My long runs are getting long which means they are also getting a little more uncomfortable, both mentally and physically. Physical is pretty obvious. Today I ran for 3 hours and 42 minutes (12 extra minutes due to getting a tad turned around on the trails) and around 2.5 hours I usually start to feel discomfort in my feet, my leg muscles start to talk to me (not angry yet, just a little annoyed), and I start feeling a little chaffed. The mental games start about 30 minutes later–“What the? Melissa, why are you spending your Saturday doing this?” “How will you ever finish a 54 km race if you’re already falling apart 3 hours in?” “You’re not as tough as you use to be…”
I was pulling myself up a long steady hill, 5.5 miles from home, feeling a little pissed off at myself for feeling worse than I believed I should, and my thought of the day came. “Its supposed to be uncomfortable, Melissa. If it wasn’t uncomfortable, it wouldn’t be worth it. Embrace it and push into it.”

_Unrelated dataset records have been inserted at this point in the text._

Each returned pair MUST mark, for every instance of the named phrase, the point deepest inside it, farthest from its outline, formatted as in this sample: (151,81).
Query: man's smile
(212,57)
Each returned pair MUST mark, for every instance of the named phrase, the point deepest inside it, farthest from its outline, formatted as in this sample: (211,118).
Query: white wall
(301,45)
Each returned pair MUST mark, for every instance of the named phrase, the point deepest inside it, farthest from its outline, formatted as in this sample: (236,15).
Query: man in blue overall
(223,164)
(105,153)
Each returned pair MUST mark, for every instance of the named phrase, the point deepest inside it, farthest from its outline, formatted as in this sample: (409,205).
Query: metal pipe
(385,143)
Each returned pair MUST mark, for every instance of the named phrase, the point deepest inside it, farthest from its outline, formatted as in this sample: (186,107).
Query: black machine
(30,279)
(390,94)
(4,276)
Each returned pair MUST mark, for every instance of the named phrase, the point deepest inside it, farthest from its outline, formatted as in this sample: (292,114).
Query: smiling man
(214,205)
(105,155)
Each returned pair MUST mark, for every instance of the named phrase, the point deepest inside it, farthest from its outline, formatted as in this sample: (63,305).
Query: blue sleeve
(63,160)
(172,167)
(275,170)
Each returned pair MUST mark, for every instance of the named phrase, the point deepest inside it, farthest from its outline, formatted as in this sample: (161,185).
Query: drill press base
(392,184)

When you set a goal, its usually because you want to in some way be better–getting your health in line, being a better parent, friend, spouse, employee…whatever. Being better requires being uncomfortable for a while. It means telling your ego to leave (not always fun to do). In relationships, for me, it means not having to be right. In running, it means being okay with a little chaffing, muscle ache, and over all fatigue– When I look at the pain/unpleasant sensations as something that is suppose to happen–like a growing pain– it hurts less and I’m able to push harder towards my goal.
Of course there is a time and place for comfort. Like right now, I’m going to make myself as comfortable as possible in my bed (air-mattress, we spent our bed money on plane tickets and tuition but its not so bad after sleeping with roaches and giant spiders in SE Asia and India)!